Since there wasn’t a MogileFS library for Ruby I wrote mogilefs-client. Now I needed a way to get the images back out.
FastCGI wasn’t fast enough, copying the image into the process before sending was a big performance hit. Using mod_ruby created httpd processes that were much too large. The best way to go was a web server using sendfile() that I could easily map URIs to MogileFS keys.
Ordinarily Perlbal is used with MogileFS, but Perlbal disagrees with FreeBSD. Rather than trying to fix perl modules I decided to use WEBrick instead. WEBrick already had all the important features of Perlbal with the exception of sendfile() and I had a minty-fresh MogileFS library for ruby.

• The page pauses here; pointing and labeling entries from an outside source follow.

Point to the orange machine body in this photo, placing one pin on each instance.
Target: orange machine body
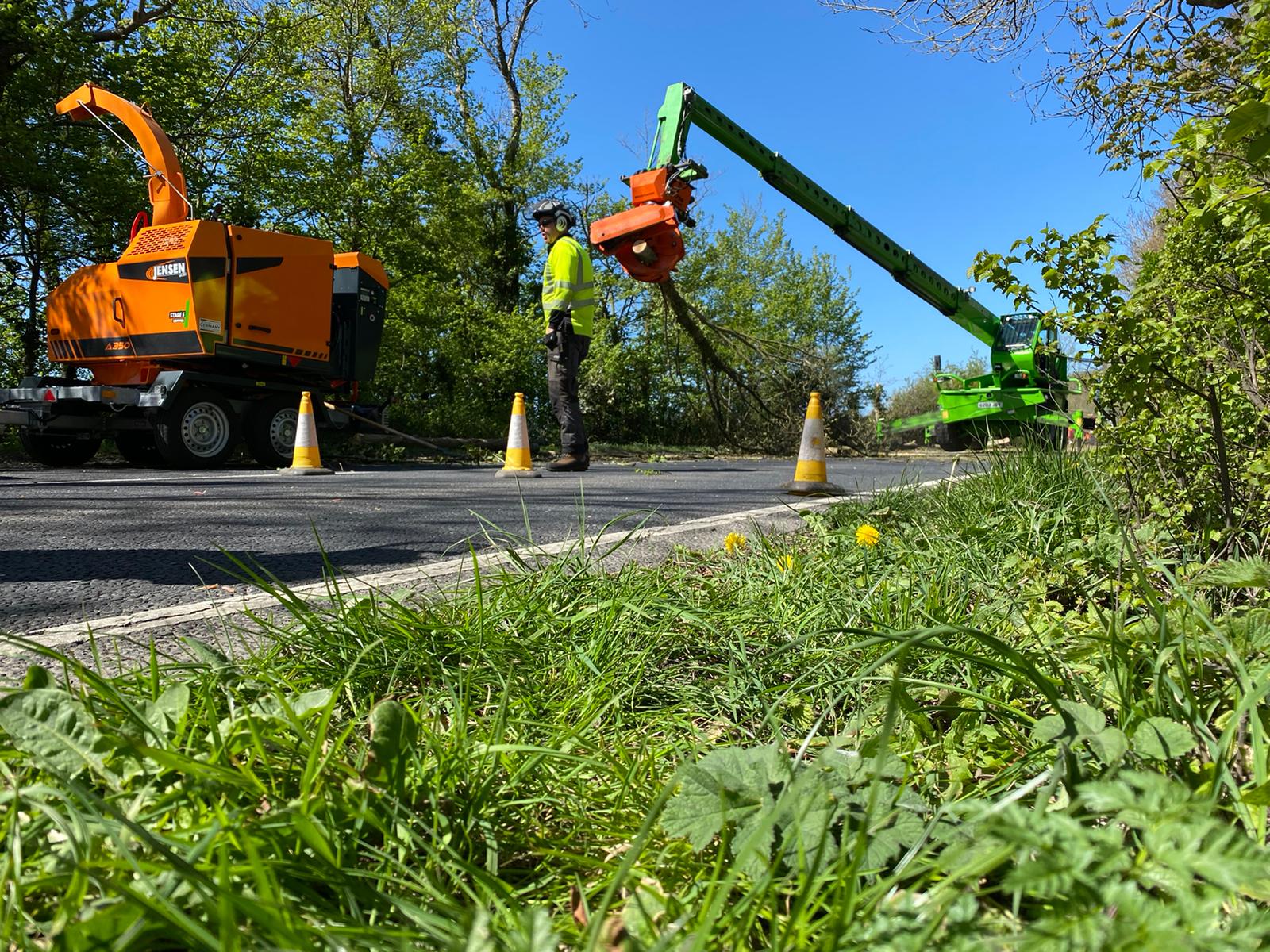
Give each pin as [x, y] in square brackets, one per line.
[645, 239]
[206, 290]
[190, 291]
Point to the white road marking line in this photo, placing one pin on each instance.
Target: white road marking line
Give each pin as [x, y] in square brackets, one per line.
[168, 617]
[183, 479]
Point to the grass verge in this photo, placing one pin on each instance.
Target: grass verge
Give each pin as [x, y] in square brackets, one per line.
[999, 721]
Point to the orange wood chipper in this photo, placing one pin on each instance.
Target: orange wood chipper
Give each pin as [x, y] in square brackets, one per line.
[200, 336]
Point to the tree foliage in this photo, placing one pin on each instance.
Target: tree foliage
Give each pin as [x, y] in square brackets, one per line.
[417, 132]
[729, 351]
[1127, 69]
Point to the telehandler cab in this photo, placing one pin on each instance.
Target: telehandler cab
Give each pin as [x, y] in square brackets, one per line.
[1026, 389]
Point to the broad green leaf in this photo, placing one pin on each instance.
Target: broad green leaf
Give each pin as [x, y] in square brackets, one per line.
[1162, 739]
[55, 729]
[37, 677]
[167, 714]
[1109, 744]
[1257, 797]
[727, 786]
[1237, 573]
[1049, 727]
[1089, 720]
[393, 734]
[1249, 117]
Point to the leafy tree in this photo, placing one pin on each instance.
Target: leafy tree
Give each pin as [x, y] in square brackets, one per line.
[920, 393]
[1127, 69]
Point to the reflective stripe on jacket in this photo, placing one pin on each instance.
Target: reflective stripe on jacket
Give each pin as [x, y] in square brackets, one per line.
[569, 285]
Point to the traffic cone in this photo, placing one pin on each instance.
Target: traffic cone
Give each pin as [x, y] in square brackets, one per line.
[810, 476]
[518, 463]
[305, 459]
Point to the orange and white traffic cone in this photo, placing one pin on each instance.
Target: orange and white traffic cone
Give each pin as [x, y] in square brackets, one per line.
[518, 463]
[810, 476]
[305, 459]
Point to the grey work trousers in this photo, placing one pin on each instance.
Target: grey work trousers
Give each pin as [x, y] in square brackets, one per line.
[563, 363]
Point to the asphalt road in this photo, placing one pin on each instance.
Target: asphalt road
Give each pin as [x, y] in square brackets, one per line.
[78, 545]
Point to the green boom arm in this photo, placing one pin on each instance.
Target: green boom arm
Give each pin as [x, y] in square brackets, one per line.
[683, 107]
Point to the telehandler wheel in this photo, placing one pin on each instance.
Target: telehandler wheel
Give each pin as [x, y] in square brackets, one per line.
[59, 450]
[139, 447]
[270, 429]
[198, 431]
[950, 437]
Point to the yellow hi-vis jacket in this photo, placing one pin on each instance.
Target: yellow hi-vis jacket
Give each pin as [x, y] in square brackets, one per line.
[569, 283]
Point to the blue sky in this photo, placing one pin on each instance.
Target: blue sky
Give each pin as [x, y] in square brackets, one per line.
[937, 152]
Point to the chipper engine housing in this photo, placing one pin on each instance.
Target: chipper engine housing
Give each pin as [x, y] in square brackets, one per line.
[201, 334]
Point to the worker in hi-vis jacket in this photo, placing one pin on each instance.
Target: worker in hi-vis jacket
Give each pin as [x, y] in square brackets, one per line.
[568, 305]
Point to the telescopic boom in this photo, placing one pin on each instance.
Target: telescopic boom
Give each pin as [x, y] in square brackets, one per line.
[643, 241]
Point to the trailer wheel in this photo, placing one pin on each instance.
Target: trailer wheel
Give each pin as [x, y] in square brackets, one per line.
[198, 431]
[270, 429]
[57, 450]
[139, 447]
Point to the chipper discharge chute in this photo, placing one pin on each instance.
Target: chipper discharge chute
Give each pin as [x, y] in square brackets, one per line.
[200, 334]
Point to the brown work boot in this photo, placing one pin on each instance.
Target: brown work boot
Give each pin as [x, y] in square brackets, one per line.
[571, 463]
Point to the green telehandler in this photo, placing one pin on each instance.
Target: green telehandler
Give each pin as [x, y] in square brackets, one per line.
[1026, 391]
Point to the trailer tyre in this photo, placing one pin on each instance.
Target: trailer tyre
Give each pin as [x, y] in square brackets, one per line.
[270, 429]
[59, 450]
[198, 431]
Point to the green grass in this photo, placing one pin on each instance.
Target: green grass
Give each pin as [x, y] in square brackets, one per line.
[1007, 725]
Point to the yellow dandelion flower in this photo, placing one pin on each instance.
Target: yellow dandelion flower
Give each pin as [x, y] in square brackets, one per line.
[868, 536]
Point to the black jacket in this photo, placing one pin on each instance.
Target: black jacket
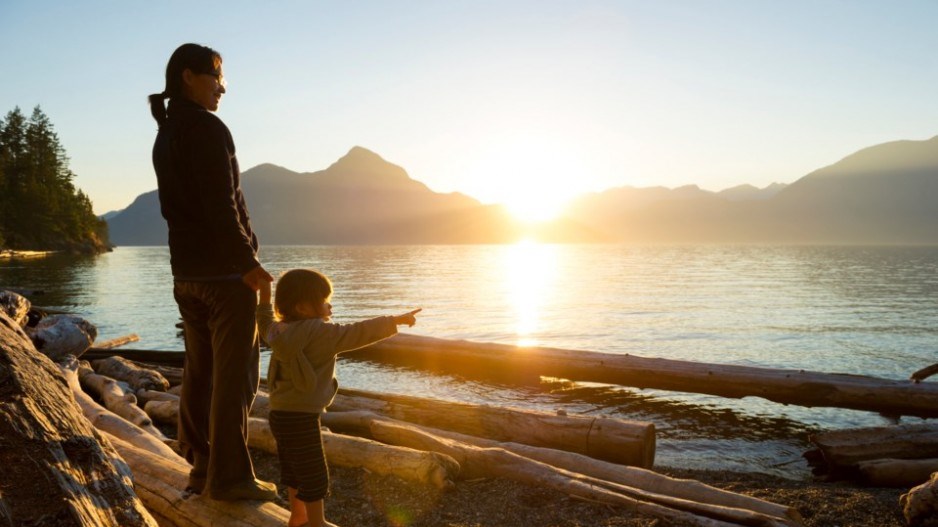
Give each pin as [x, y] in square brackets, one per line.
[210, 235]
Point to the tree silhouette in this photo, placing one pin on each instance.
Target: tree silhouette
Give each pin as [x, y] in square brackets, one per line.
[40, 208]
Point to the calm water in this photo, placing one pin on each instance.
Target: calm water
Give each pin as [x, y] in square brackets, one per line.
[871, 311]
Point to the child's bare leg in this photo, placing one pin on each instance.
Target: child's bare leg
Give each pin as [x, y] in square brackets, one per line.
[298, 511]
[316, 513]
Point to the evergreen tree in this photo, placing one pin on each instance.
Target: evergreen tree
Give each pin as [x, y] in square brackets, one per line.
[40, 208]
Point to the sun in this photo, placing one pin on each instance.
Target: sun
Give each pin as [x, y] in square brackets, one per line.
[533, 178]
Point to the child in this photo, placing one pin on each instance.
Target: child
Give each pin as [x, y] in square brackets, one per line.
[302, 379]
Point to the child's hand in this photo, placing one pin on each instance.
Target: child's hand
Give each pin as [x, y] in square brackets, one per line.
[407, 318]
[265, 292]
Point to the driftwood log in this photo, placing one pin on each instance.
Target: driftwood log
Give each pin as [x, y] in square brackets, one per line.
[617, 440]
[57, 469]
[57, 336]
[15, 306]
[426, 468]
[476, 462]
[898, 473]
[843, 449]
[529, 364]
[920, 505]
[107, 421]
[610, 439]
[137, 377]
[116, 342]
[160, 483]
[924, 373]
[370, 424]
[116, 399]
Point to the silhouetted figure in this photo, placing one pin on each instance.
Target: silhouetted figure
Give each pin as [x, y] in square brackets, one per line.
[213, 254]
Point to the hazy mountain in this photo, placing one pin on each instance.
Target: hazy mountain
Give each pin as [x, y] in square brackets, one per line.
[359, 199]
[882, 194]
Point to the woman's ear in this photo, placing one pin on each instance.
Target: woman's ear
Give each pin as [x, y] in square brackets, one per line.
[188, 77]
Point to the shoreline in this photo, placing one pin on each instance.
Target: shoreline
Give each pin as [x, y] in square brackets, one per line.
[14, 254]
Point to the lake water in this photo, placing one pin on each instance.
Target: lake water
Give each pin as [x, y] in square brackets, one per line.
[863, 310]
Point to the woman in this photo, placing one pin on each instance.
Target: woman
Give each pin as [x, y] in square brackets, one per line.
[213, 255]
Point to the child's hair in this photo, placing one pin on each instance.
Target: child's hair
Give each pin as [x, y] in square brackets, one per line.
[300, 285]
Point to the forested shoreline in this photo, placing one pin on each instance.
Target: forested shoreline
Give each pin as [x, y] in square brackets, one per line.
[40, 207]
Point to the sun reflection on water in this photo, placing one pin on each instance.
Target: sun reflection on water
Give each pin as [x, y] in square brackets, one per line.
[530, 272]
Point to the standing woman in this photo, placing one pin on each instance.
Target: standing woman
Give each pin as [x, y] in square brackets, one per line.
[213, 255]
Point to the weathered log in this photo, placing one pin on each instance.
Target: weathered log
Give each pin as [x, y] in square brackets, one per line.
[15, 306]
[124, 370]
[145, 396]
[528, 364]
[116, 342]
[845, 448]
[57, 469]
[607, 438]
[425, 468]
[898, 473]
[636, 477]
[920, 505]
[160, 483]
[924, 373]
[107, 421]
[57, 336]
[164, 411]
[496, 462]
[116, 399]
[360, 422]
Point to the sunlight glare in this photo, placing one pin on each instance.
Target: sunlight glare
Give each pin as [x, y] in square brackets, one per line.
[533, 177]
[530, 270]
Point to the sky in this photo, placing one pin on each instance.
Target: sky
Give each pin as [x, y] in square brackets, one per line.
[523, 102]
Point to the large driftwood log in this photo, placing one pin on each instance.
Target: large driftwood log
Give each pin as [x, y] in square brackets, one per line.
[610, 439]
[529, 364]
[57, 336]
[898, 473]
[361, 422]
[920, 505]
[497, 462]
[107, 421]
[56, 468]
[160, 483]
[804, 388]
[117, 399]
[426, 468]
[124, 370]
[845, 448]
[617, 440]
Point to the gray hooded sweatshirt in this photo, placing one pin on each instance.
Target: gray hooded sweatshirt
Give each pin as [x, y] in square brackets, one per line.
[301, 377]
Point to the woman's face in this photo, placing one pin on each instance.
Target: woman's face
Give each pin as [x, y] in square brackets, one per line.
[205, 89]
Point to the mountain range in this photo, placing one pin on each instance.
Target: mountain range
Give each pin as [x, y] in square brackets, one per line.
[884, 194]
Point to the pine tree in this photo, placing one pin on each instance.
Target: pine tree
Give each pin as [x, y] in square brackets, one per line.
[40, 208]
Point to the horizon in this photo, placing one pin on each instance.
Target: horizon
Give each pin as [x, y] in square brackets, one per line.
[534, 102]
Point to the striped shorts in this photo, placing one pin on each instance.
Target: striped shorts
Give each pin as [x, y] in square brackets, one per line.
[299, 447]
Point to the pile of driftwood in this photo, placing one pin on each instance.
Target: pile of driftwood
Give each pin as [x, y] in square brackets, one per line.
[429, 442]
[425, 441]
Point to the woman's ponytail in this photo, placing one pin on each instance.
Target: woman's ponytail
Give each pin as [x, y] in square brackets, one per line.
[157, 108]
[194, 57]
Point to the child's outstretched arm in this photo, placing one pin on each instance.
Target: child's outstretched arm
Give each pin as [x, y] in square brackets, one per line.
[408, 318]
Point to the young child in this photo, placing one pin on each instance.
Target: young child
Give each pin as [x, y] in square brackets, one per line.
[302, 379]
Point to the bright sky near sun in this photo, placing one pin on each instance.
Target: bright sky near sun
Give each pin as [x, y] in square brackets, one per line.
[521, 102]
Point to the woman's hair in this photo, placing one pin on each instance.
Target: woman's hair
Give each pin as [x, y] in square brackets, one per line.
[195, 57]
[300, 285]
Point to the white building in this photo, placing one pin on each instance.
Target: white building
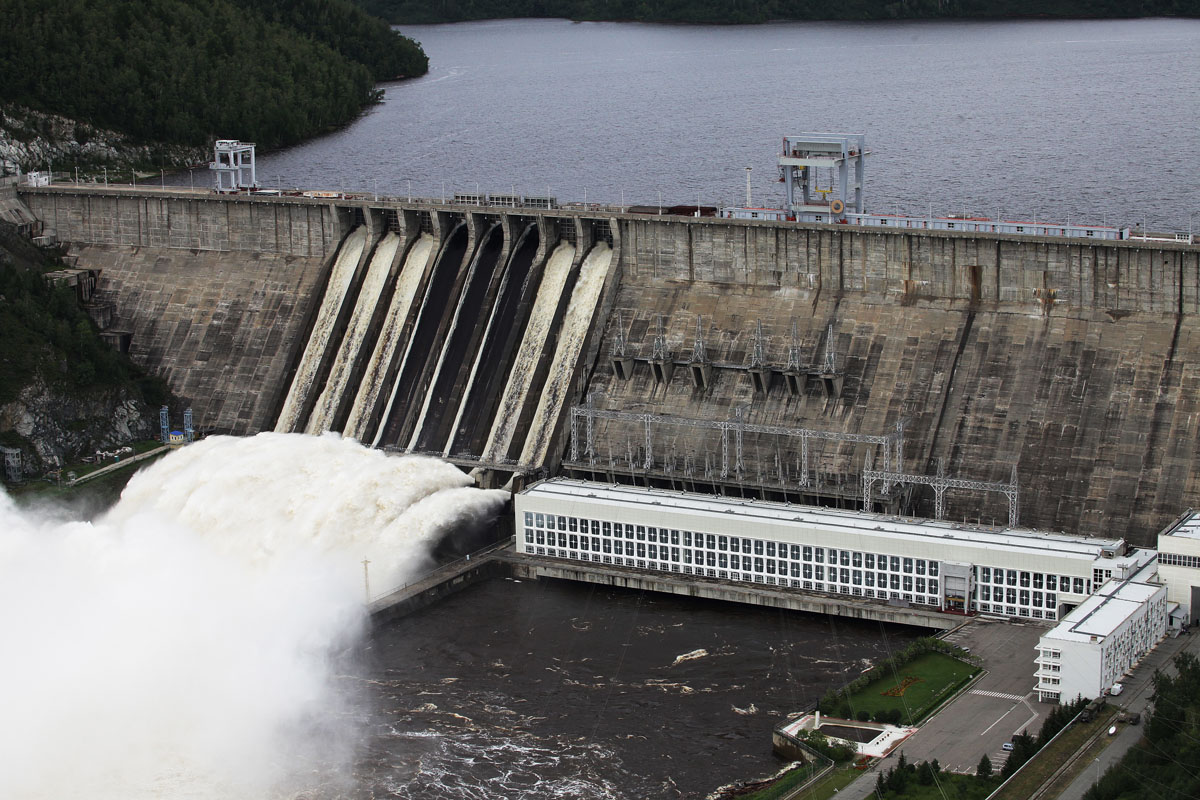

First, I wrote socket_sendfile (but later learned about ruby-sendfile which supports more platforms) and integrated it with WEBrick. Then I wrote a WEBrick servlet to map URIs into MogileFS keys that would then turn around and send the file to the client using sendfile().
With this setup I managed to get about half as fast as Apache serving raw files but the load was too high for a single process WEBrick server. To distribute the load I reworked the default WEBrick server to fork multiple processes all listening on the same server socket. We ended up with each of our four servers running eight WEBrick processes.
Adding support for If-Modified-Since also improved image serving speeds, but wasn’t quite enough, so I threw in a dirty trick. Instead of going to MogileFS to verify the image on an If-Modified-Since request I just return a 304 immediately. I can trust the web browser to do the right thing and save myself a trip to MogileFS and a stat() since our images won’t disappear unless their links also disappear.
The last two tricks I used to speed-up WEBrick was disabling access logging and giving WEBrick a dedicated IP via the load balancer. Removing the extra work of logging hits resulted in a significant speedup, around twenty percent. Running requests directly to WEBrick was another twenty percent speedup since we weren’t running through Apache’s mod_proxy.
I’ve packaged up all my WEBrick speed-ups into the webrick-high-performance gem. Unfortunately the sendfile() code is still FreeBSD-specific. (I don’t have a Linux machine so I can’t test a socket_sendfile written for Linux.)
In order to get some speed back I’m using a sendfile(2) extension written using RubyInline. Due to the double-dispatch images end up being noticable slower, but at least I won’t have to restart whole webservers every couple hours to get images back on track.